MDI has already worked with the USA Embassy and Shout Out on media literacy programmes and youth conference #MediaMinded. The key speaker at the event held on 25 April in the Embassy in London, Damaso Reyes, is part of the News Literacy Project (NLP). Part of his job is to visit schools explaining and teaching children about media literacy, specifically news literacy.

The goal of the project is to have students gain a healthy scepticism -not cynicism as specifically pointed out during the talk- about the many messages and articles they see on their social media pages every day. Reyes wants to motivate students to even be sceptical about the most trustworthy media outlet like the bigger newspapers, since even they could state misinformation due to human errors or simply because they got misinformed themselves.

The News Literacy Project also set up the website called checkology.org, which is a virtual classroom “where students learn how to navigate the challenging information landscape by mastering the skills of news literacy.” The virtual classroom consists of 12 core lessons that help teachers and educators to provide their students with tools to learn how to determine whether news and information is trustworthy, shareable and if they should act on it.

Reyes also provided useful tools that could both be used inside and outside the classroom and 7 steps on “how not to get fooled” by misinformation and fake news:

7 steps on how not to get fooled:

  1. Check your emotions – fake news is often designed to work on the emotions
  2. Determine the purpose of the piece of information
  3. Be aware of your biases – are you assuming/hoping the news is true/false?
  4. Consider the message – is it too perfect? Overly or aggressively partisan?
  5. Search for more information – did other reliable news outlets say it as well? And where did it appear first?
  6. Go deeper in the source – “opinions are not the truth”
  7. Go deeper on the content itself – date, key details, quotes, image search

Tools to determine misinformation and what to trust:

–          Wall Street Journal: blue feed, red feed – shows a liberal and conservative social media feed side by side to show that social media adapts to the person who is using it.

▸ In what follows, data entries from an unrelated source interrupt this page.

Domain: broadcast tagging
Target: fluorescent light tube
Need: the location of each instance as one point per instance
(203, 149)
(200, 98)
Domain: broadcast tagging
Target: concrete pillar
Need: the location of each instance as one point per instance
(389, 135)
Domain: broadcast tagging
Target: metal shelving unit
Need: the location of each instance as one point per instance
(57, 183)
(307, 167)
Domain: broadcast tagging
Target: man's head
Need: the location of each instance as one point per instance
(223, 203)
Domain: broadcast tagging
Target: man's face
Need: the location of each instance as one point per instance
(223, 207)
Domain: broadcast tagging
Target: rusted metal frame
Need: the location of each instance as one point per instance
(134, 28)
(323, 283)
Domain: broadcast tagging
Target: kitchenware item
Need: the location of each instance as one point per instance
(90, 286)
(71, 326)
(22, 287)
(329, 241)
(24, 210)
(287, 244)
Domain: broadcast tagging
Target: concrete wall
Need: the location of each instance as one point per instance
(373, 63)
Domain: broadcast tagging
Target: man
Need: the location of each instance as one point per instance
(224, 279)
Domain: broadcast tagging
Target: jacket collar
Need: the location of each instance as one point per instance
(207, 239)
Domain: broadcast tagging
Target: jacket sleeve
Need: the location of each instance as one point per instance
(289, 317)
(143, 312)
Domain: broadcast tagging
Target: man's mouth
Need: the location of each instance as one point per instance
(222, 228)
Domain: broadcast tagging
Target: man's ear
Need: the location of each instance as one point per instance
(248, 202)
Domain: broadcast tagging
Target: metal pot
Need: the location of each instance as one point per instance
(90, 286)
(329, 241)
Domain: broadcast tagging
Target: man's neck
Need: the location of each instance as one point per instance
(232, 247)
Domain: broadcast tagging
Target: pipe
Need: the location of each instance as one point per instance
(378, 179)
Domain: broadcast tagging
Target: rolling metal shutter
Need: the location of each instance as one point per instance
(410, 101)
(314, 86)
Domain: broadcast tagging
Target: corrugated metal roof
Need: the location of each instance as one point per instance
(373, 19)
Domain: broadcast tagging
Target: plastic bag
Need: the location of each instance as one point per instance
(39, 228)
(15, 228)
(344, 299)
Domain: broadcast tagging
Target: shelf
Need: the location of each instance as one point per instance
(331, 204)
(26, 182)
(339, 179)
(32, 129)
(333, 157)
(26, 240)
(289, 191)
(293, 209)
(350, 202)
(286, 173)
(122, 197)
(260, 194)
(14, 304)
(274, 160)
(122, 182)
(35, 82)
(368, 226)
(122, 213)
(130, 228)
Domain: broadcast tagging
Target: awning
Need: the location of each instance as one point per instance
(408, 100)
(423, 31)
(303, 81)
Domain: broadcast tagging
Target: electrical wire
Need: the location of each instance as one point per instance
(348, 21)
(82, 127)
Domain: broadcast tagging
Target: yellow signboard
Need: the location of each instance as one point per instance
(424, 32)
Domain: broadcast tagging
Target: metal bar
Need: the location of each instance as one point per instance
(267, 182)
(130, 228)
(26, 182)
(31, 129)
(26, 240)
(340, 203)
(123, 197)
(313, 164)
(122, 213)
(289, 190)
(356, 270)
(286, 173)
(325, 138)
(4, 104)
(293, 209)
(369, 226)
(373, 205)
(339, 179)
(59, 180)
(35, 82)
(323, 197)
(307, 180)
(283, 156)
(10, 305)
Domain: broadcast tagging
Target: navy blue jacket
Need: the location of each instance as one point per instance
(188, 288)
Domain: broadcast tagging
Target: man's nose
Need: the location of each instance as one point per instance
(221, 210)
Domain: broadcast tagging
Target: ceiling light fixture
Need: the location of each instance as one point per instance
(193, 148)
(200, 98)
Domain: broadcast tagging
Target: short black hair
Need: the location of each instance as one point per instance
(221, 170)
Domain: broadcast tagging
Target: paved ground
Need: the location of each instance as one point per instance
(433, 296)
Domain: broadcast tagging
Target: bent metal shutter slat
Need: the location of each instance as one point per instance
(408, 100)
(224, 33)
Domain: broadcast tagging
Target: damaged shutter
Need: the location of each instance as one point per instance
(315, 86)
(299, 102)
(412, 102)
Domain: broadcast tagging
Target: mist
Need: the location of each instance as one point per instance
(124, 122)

–          NewsDiffs – archives changes in articles over time.

–          WHOis.net – when you put in an URL from a website it shows you who owns it.

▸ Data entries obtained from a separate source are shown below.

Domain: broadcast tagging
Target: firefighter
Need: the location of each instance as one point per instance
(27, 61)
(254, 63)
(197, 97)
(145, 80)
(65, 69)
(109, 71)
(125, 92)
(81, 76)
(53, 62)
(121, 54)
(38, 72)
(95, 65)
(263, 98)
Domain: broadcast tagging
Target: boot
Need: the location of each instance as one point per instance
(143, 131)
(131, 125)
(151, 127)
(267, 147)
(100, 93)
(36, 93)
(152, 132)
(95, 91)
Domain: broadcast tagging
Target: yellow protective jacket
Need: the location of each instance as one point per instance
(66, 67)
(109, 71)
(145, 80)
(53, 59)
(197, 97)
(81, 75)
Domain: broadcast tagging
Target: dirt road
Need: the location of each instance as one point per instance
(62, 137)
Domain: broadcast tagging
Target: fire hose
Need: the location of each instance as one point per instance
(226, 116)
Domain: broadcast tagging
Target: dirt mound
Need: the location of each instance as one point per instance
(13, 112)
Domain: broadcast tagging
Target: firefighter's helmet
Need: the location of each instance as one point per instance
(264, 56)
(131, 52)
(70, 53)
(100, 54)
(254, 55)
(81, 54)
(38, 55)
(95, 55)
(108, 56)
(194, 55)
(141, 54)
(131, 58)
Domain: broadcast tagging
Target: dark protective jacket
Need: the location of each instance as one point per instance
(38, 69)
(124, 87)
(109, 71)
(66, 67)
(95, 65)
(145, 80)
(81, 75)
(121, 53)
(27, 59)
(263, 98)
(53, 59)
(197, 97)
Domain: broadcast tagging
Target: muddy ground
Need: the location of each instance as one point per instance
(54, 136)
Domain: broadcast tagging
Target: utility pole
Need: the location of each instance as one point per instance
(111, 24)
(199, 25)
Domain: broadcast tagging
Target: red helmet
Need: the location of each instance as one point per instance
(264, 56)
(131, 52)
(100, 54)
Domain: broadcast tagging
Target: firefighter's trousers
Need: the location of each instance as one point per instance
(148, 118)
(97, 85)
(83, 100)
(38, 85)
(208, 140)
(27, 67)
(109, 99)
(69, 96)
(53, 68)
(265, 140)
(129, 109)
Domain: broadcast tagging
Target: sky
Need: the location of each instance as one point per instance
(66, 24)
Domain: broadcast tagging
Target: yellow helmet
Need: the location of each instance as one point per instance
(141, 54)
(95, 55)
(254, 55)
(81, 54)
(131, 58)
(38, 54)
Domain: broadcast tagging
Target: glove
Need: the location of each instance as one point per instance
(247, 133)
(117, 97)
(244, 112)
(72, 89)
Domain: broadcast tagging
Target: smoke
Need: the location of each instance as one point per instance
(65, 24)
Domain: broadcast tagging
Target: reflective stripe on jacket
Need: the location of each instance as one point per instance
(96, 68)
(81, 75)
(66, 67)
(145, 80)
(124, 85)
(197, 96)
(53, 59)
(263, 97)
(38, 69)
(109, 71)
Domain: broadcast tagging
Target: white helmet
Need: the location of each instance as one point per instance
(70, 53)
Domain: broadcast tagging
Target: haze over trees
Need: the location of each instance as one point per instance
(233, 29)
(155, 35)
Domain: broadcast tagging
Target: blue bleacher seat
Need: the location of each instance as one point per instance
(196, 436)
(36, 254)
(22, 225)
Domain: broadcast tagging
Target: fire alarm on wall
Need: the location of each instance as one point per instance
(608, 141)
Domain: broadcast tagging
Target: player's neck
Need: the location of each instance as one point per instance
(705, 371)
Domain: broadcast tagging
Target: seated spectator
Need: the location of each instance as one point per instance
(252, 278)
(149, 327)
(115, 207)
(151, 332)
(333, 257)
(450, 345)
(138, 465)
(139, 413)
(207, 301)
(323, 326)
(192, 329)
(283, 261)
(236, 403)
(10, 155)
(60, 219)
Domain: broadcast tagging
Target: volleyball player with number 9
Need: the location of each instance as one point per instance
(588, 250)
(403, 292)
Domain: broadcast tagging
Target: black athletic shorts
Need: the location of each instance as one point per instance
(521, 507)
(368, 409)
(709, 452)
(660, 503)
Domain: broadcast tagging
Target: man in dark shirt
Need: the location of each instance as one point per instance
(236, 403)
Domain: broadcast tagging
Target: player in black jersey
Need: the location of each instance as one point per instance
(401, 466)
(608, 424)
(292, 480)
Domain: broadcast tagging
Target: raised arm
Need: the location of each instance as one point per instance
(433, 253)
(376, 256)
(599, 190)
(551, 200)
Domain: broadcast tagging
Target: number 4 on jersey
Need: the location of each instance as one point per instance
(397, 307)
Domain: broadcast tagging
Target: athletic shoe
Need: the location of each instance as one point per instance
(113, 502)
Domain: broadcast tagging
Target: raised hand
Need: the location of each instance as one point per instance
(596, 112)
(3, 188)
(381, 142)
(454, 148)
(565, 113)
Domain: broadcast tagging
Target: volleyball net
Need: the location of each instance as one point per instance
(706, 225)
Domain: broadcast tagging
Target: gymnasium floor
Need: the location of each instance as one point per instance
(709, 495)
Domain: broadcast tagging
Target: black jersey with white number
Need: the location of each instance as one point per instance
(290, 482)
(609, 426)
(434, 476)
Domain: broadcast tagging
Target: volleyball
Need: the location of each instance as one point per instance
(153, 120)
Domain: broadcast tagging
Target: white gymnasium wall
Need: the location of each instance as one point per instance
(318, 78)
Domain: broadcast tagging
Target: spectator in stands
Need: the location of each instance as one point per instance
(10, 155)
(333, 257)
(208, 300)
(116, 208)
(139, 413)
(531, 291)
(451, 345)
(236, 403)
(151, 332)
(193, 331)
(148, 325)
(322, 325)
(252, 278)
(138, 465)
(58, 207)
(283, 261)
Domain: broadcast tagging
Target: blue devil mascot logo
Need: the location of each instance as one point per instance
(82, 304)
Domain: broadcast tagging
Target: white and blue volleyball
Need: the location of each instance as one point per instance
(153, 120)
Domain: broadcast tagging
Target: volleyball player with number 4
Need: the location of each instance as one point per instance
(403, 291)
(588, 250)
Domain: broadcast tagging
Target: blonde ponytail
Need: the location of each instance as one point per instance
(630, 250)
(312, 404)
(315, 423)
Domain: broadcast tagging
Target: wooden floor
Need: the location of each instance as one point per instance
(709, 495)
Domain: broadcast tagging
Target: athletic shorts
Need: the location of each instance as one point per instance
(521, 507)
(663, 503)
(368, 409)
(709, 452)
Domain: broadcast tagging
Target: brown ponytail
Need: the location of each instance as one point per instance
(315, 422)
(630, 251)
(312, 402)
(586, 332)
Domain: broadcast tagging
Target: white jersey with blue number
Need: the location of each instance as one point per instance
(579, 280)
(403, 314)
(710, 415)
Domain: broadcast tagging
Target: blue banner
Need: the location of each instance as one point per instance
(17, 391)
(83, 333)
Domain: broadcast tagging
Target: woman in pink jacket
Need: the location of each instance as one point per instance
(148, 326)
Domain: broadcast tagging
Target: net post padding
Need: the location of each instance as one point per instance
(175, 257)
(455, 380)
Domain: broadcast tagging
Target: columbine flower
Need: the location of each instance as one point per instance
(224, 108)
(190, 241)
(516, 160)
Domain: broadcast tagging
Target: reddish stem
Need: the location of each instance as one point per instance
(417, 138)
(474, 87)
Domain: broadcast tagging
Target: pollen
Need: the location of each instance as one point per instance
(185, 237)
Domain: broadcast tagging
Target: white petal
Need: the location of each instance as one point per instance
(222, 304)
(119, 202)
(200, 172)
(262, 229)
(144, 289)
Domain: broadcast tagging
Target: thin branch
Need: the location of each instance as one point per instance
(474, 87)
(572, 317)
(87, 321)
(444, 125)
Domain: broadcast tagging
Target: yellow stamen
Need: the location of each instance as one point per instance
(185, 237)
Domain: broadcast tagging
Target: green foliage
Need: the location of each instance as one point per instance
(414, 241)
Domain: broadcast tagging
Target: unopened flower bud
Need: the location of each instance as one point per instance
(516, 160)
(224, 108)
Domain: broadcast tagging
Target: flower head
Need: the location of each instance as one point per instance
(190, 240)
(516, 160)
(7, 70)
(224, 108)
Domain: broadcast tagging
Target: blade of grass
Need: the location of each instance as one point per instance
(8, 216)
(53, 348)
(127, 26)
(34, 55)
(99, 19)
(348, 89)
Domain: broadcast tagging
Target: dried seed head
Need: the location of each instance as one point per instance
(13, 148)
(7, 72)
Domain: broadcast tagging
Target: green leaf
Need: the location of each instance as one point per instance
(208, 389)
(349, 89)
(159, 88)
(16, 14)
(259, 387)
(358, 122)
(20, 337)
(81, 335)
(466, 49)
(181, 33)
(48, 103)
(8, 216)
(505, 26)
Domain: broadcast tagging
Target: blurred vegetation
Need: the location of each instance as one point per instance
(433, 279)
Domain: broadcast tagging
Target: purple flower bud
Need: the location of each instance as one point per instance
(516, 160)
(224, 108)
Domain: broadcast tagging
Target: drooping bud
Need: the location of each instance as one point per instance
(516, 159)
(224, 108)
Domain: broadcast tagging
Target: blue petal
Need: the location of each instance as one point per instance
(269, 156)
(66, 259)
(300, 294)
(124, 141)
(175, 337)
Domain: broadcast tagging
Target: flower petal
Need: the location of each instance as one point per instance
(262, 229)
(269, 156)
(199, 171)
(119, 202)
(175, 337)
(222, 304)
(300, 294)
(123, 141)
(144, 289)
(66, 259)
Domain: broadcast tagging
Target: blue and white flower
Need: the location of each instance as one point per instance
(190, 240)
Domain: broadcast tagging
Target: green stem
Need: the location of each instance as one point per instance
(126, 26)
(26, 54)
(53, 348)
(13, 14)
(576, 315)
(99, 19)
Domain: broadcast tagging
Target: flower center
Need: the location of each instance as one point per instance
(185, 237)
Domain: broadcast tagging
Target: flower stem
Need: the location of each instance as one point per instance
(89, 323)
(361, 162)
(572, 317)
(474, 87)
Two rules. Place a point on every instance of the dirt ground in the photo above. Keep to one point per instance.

–          TV News Archive – lets you find TV news clips to figure out if someone actually said something

–          First Draft – has an online course on how to verify information online

–          Newsletter the SIFT – newsletter that goes through last weeks’ news and gives tips from a news literacy perspective

–          Factcheck.org – checks if facts presented in the news are true or not.

–          Politifact.com – researches whether what politicians say is true or not.

–          Hoaxeye.com – checks if pictures are real or fake.

–          Tineye.com – searches images to see where they originated from.

Reyes ended the workshop with an exercise where the participants had to pick 5 stories from the 20 choices they had. They had to decide what kind of newspaper they were and choose the stories that suited best. The exercise didn’t have anything to do with media/news literacy but was meant to let the participants think about why editors make certain choices. Reyes explained that this is an exercise he also often does with students to let them engage with journalism.